Mortgage protections proposed for homeowners

Associated Press
 

WASHINGTON — The government’s consumer lending watchdog proposed new rules Friday aimed at protecting homeowners from unexpected costs and shoddy service by companies that collect their monthly mortgage payments.

Mortgage servicing companies would be required to provide clear monthly billing statements, warn borrowers before interest rate hikes and actively help them avoid foreclosure under the proposal by the Consumer Financial Protection Bureau. The rules also require companies to credit people’s payments promptly, swiftly correct errors and keep better internal records.

Under the rules, companies would be required to provide billing statements that explain how much of a payment is going to pay down principal, how much to interest and how much to fees. If an interest rate was set to adjust, the borrower would receive an early estimate of the new payment amount. That would allow people to consider refinancing if they don’t like the new rates.
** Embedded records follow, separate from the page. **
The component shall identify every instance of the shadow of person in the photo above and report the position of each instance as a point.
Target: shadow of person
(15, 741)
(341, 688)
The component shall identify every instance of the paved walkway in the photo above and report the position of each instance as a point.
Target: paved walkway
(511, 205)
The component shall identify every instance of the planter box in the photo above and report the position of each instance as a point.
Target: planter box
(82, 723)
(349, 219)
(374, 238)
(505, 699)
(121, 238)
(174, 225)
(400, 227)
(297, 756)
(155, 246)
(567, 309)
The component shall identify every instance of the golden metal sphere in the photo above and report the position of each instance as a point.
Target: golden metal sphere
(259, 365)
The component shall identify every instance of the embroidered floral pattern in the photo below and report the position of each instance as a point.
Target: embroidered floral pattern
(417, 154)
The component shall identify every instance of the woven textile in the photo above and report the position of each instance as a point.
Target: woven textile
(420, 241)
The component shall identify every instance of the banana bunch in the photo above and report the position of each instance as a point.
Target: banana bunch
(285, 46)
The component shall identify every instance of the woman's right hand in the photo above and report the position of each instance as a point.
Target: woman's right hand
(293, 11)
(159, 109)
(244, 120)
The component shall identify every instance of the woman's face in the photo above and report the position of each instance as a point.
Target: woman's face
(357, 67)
The rules also help guarantee that borrowers aren’t forced to pay excessive premiums on homeowners’ insurance that servicers require them to carry. In the past, servicers tacked on insurance when they believed someone’s coverage had lapsed. The premiums could be several times bigger than on a typical policy.

The rules would require servicers to notify borrowers twice before charging them for insurance. They would have to cancel the insurance within 15 days if borrowers proved that they already had coverage.

Under the new proposal, companies would be required to connect delinquent borrowers with staff who are dedicated to helping them avoid foreclosure.

The rules have been a priority for the new agency, which was created under a 2010 law that overhauled financial oversight. The same law required the CFPB to set new standards for many corners of the mortgage industry.

The proposal is open for public comment until Oct. 9. The agency will finalize the rules in January.